1. Un pèlerin lassé.

 Pour comprendre le caractère de Joseph et les dispensations par lesquelles Dieu le fit passer, il est indispensable de connaître sa famille. Ouvrons donc le premier livre de la Bible. Il nous transporte dans une période reculée et dans un pays éloigné, étranger à toute culture artistique ou intellectuelle. Un chrétien, a-t-on dit, à trois patries : celle ou il est ne, celle pour laquelle il est ne, le ciel, celle enfin où ont vécu le Sauveur et les héros de la Bible.

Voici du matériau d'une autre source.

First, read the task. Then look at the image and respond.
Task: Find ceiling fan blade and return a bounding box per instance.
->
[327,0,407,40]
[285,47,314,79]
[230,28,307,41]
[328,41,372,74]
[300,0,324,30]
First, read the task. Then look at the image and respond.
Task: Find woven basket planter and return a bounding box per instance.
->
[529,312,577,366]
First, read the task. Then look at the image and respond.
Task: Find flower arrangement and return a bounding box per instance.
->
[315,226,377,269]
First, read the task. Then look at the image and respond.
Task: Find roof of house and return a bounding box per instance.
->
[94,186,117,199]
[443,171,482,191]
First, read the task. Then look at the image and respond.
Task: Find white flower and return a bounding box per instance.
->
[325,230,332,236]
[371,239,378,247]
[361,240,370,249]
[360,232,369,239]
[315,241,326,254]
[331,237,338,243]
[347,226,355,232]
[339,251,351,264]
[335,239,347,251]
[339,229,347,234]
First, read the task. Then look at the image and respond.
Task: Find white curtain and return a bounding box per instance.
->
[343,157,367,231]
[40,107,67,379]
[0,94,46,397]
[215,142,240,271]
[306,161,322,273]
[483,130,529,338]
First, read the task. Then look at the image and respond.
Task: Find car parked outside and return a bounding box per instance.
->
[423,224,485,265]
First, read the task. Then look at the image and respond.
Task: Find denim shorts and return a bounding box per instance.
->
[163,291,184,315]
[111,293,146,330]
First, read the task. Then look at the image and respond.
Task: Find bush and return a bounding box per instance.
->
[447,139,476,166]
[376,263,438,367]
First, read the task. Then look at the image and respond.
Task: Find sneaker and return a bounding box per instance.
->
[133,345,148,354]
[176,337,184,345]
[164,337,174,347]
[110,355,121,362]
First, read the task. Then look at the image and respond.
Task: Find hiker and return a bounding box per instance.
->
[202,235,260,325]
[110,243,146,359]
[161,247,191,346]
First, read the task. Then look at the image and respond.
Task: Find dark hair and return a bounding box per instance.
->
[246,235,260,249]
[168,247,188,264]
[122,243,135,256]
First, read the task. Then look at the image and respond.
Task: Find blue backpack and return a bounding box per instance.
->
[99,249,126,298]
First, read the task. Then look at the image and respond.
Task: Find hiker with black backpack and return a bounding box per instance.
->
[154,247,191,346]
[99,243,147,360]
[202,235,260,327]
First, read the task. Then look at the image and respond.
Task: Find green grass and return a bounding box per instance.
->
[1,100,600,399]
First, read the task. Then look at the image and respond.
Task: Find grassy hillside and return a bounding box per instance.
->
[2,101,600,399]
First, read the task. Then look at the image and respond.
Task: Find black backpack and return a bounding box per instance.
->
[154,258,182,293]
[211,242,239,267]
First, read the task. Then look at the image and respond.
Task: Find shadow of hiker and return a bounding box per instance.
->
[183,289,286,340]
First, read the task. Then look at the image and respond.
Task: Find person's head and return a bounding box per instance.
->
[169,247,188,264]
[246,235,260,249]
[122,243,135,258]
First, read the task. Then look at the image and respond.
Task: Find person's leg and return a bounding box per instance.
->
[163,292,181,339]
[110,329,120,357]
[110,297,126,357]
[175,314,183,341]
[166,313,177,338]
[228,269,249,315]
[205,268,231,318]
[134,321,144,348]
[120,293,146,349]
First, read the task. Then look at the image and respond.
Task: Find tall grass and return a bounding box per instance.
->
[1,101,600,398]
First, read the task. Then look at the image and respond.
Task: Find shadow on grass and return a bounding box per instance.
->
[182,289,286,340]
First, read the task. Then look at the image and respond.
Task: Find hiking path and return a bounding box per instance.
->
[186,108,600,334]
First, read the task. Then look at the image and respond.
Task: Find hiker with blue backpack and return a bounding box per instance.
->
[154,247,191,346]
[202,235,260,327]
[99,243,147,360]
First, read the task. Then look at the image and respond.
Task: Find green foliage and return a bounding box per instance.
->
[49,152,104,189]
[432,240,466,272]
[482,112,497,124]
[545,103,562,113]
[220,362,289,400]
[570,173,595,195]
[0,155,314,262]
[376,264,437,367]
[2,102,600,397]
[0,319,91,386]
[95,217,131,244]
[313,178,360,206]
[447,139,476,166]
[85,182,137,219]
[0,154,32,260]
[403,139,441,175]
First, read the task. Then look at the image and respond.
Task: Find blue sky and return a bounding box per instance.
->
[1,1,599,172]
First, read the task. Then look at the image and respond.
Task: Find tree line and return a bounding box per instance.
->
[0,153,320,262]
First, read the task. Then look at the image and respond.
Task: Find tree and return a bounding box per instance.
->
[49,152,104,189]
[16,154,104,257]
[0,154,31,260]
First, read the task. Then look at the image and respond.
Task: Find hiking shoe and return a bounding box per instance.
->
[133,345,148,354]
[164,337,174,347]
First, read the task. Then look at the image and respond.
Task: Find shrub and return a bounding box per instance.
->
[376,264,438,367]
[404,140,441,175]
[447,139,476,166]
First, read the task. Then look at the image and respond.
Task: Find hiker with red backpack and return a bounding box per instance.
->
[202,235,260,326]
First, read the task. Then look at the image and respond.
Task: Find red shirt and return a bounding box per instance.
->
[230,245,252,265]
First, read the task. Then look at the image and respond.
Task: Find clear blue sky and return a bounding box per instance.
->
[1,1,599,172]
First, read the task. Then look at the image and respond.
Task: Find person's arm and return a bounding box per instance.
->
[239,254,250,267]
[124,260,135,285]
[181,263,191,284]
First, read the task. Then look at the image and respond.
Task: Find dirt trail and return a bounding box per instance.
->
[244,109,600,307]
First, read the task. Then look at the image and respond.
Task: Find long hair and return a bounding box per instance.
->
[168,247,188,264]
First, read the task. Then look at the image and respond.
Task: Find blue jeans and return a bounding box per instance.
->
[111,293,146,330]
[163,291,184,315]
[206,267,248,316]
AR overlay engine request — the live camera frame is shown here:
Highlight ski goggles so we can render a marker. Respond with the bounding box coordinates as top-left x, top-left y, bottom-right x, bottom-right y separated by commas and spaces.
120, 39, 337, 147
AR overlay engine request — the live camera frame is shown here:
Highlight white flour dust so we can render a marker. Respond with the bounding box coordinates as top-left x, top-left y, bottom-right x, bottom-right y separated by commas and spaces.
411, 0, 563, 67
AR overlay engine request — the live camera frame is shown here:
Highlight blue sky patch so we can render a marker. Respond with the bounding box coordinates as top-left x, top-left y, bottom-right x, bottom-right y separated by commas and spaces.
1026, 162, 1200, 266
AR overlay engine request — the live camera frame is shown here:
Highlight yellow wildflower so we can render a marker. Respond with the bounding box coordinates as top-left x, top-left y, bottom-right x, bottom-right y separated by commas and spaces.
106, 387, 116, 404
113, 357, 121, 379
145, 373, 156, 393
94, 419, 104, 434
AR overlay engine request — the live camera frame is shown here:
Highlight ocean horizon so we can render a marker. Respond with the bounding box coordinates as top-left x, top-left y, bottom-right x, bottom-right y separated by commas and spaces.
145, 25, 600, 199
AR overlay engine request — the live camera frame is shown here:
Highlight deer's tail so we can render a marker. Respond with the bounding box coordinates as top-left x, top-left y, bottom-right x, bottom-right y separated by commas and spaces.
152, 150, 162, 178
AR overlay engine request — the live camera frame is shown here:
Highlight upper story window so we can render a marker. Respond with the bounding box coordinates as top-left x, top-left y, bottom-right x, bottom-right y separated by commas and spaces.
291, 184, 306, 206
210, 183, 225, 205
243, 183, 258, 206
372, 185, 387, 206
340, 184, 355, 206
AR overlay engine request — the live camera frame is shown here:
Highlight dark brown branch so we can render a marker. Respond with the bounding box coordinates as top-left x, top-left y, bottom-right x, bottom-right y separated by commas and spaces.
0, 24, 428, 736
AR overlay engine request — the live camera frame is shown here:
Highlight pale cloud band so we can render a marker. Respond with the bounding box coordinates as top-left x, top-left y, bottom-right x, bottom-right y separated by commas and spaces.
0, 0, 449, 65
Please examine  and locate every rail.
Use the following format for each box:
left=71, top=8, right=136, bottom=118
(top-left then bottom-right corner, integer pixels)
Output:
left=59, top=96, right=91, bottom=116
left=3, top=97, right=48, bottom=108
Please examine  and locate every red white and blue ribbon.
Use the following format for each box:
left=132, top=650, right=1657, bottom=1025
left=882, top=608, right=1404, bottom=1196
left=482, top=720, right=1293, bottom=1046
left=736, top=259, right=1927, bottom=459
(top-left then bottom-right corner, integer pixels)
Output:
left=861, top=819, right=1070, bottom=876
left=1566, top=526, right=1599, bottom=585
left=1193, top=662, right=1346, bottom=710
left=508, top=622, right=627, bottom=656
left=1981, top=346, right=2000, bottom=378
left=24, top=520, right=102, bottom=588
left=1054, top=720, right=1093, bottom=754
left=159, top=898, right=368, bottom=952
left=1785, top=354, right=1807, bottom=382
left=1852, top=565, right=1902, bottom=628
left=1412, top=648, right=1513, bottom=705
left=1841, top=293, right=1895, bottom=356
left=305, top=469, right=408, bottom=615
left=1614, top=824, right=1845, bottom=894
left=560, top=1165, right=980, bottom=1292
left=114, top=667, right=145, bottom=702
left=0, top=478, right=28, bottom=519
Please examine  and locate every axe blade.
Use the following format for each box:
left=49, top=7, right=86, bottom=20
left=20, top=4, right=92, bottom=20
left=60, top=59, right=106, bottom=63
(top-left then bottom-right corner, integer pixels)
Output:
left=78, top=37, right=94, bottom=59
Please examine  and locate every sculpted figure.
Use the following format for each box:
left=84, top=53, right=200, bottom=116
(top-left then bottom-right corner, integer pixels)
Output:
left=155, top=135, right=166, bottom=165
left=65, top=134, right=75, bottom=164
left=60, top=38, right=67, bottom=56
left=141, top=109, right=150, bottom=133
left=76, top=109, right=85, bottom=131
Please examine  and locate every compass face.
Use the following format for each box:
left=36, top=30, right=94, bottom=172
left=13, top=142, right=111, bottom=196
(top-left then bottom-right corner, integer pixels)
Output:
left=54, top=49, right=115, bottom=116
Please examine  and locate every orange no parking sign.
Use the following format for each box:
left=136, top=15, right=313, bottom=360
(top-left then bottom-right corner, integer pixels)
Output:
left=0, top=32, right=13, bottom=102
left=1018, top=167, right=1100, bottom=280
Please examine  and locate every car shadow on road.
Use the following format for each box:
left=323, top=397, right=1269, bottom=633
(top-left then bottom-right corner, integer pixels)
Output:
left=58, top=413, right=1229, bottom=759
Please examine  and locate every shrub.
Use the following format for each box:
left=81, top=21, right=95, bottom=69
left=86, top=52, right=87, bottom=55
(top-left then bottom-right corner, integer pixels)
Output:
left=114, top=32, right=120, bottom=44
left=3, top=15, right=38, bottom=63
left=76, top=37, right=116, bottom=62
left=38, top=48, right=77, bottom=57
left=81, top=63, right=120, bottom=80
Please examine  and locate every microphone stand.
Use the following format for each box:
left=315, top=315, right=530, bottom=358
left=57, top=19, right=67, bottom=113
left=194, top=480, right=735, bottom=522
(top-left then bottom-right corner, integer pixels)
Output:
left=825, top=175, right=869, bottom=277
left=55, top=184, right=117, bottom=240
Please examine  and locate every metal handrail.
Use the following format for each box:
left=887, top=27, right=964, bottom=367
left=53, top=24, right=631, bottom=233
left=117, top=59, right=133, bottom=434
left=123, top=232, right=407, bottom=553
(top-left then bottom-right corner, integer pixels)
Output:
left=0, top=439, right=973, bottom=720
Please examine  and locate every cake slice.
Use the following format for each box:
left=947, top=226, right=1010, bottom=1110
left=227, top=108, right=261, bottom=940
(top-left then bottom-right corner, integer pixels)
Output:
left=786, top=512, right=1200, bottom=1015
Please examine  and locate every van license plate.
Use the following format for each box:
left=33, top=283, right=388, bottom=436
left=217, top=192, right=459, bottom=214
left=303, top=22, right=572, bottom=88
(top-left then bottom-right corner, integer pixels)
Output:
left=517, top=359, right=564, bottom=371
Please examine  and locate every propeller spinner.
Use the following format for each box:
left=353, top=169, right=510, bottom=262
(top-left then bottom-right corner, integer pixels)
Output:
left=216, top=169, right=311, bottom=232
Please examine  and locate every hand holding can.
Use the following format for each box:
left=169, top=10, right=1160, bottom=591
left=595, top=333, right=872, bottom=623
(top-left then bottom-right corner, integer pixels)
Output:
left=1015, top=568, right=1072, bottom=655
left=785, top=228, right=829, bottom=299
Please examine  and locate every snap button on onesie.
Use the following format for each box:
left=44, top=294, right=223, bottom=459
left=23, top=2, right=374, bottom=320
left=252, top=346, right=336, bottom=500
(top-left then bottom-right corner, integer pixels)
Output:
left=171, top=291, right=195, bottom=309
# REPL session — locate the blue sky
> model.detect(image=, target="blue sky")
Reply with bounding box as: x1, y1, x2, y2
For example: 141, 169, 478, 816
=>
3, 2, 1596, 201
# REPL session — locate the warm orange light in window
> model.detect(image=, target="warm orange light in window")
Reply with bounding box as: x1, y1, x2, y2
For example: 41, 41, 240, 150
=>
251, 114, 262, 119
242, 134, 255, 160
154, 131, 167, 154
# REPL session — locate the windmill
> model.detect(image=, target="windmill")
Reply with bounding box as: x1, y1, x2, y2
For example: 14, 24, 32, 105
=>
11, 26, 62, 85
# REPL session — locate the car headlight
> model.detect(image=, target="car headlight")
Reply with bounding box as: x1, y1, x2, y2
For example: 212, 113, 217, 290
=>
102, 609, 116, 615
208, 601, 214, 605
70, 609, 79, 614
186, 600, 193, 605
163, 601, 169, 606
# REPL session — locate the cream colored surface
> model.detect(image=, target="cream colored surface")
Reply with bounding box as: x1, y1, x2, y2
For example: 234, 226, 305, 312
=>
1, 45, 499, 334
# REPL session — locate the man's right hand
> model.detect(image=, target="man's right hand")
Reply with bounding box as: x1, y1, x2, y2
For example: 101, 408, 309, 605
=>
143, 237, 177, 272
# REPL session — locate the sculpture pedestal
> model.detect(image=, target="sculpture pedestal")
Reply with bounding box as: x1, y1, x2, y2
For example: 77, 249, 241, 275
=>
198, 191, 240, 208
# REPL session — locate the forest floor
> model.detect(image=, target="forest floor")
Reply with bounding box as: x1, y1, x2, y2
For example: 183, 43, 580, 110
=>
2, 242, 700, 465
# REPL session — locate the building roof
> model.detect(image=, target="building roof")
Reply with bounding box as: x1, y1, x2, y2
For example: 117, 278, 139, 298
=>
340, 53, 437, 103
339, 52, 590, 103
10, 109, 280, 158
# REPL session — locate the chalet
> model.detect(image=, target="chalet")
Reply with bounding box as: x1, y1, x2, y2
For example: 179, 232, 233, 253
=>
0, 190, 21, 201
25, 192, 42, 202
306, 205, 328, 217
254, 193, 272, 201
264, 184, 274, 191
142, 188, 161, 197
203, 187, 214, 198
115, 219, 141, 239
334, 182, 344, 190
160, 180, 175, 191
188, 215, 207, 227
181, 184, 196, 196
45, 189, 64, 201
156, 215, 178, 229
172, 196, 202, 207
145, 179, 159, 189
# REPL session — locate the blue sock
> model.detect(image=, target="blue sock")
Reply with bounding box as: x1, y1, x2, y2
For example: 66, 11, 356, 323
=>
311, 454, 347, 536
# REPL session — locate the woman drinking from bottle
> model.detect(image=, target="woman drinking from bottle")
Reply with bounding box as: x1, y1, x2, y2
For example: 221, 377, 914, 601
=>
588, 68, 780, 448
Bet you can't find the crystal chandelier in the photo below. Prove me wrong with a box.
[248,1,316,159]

Connaissez-vous ce pays-là ? Pouvez-vous vous représenter Hébron, la ville des palmes située sur les confins du désert arabique ? Voyez-vous en imagination Sichem ou Jacob creusa le puits immortalisé par la conversation de Jésus avec la Samaritaine ? Avez-vous une idée nette de ce qu’est la vie de famille sous les tentes de Jacob ?

Celui-ci possède de grands troupeaux, des bestiaux, des chevaux, des chameaux ; il a des serviteurs et des servantes en grand nombre. Une tribu aussi considérable ne peut demeurer longtemps au même endroit, car le fourrage devient vite insuffisant. Les tentes se dressent tantôt ici tantôt là. À l’endroit ou les feux brillent aujourd’hui de leur plus vif éclat, la cendre refroidie indiquera seule demain qu’ici on a vécu. L’existence des Bédouins de nos jours est l’image fidèle de ce qui se passait alors, car l’Orient est le pays de l’immortalité. S’il en est ainsi, à quoi bon, à notre époque de progrès, étudier de si vieilles histoires ? C’est la question que se posent nombre de gens soi-disant cultivés mais qui ne jugent que sur l’apparence. Sans doute beaucoup d’usages de ces temps reculés ont vieilli et pourtant nous ne devons pas les considérer comme des antiquailles. L’avenir de l’humanité, le salut du monde planent sur la terre sainte comme une mystérieuse vapeur d’encens. Ce pays est béni parce que le Dieu invisible y a en quelque sorte ouvert son coeur et révèle ses desseins de paix. Ces figures vénérables à l’aspect étranger qui errent sur les sombres collines, dans les steppes désertes et a travers les vastes plaines nous montrent Dieu à l’oeuvre dans la vie de chacun de nous. Voilà pourquoi ces histoires ne sauraient vieillir et édifient tous ceux qui s’intéressent à l’avancement du règne de Dieu.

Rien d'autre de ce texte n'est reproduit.